Lessons from the screenwriters

By J.C. Hutchins  |  March 25, 2010  | 

I’ve been thinking about movies and television shows lately: the power of their immediacy, the creative constraints screenwriters face in crafting visually rich stories, and most of all, how demanding the craft can be.  While it’s the director’s and actors’ jobs to realize what’s on the page, great screenwriters deliver a vision that illustrates everything — from plot to characterization — in startlingly few words.

In some ways, it’s more poetry than prose. Novelists have 100,000 words to firmly root us in a world, and get us rooting for their protagonists. Screenwriters have startlingly fewer words to tell a compelling tale. Want a crash course in terrific storytelling and killer dialogue? Read a screenplay. Download David Webb Peoples’ screenplay for Unforgiven (PDF), or even a fun actioner like Simon Kinberg’s Mr. and Mrs. Smith (PDF), and you’ll be humbled by the depth on those deceptively-sparse pages.

Writers of all stripes can learn a lot studying screenplays and screenwriters. I’ve found analyzing screenplay dialogue to be particularly illuminating. They say if you can white-out the character names in a screenplay and still know who’s saying what, you’re reading a winner. The character is perfectly represented by what he’s saying; no one else in the story could say those words in that precise way. Great movie dialogue celebrates economical, pitch-perfect characterization.

Screenplays and teleplays are, of course, stories … and the best characteristics of brilliant tale-telling are found in flicks, shows, comic books and novels. But it sometimes takes studying a different medium — and listening to what masters of that medium have to say — for the scales of familiarity to fall from a writer’s eyes and behold narrative truths in new ways. This reminds us of what’s important in our craft, and can school us on our personal writing weaknesses. 

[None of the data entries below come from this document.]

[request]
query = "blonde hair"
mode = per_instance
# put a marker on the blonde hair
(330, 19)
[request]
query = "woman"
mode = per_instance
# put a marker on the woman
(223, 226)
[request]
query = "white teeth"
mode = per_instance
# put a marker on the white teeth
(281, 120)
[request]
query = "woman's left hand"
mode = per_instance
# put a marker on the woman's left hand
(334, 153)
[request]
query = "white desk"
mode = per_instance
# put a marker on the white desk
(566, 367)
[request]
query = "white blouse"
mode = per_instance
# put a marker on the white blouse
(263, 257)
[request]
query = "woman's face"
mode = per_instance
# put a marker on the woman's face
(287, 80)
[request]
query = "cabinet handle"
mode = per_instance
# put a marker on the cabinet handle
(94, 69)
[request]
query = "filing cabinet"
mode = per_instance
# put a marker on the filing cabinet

Such a revelation happened to me today, as I read a letter David Mamet issued to the writing team of The Unit, an action-drama inspired by the real-life U.S. military special forces. Mamet, a masterful playwright and screenwriter, was the show’s executive producer. (The show was cancelled last year.) 

There’s no context provided for what prompted Mamet’s 2005 letter — which you can read in full here — other than what’s implied in its opening paragraphs. It seems the network was bombarding The Unit’s writers with requests to cram their scripts with more exposition about setting, characters and story. The writing staff probably responded by dutifully adding these bits. This is, as Mamet says in the letter, the antithesis of drama.

This, he says, is a crock of shit. And he’s right. 

From the PG-13-rated letter (which I’ve heavily edited for clarity and brevity, with apologies to Mr. Mamet): 

Drama is the quest of the hero to overcome those things which prevent him from achieving a specific, acute goal. We, the writers, must ask ourselves of every scene these three questions:

 1) Who wants what?

2) What happens if he/she doesn’t get it?

3) Why now? 

The answers to these questions are litmus paper. Apply them, and they will tell you if the scene is dramatic or not. Every scene must be dramatic. The main character must have a simple, straightforward, pressing need which impels him or her to show up in the scene. 

This need is why they came. It is what the scene is about. Their attempt to get this need met will lead, at the end of the scene, to failure — this is how the scene is over. This failure will then, of necessity, propel us into the next scene. 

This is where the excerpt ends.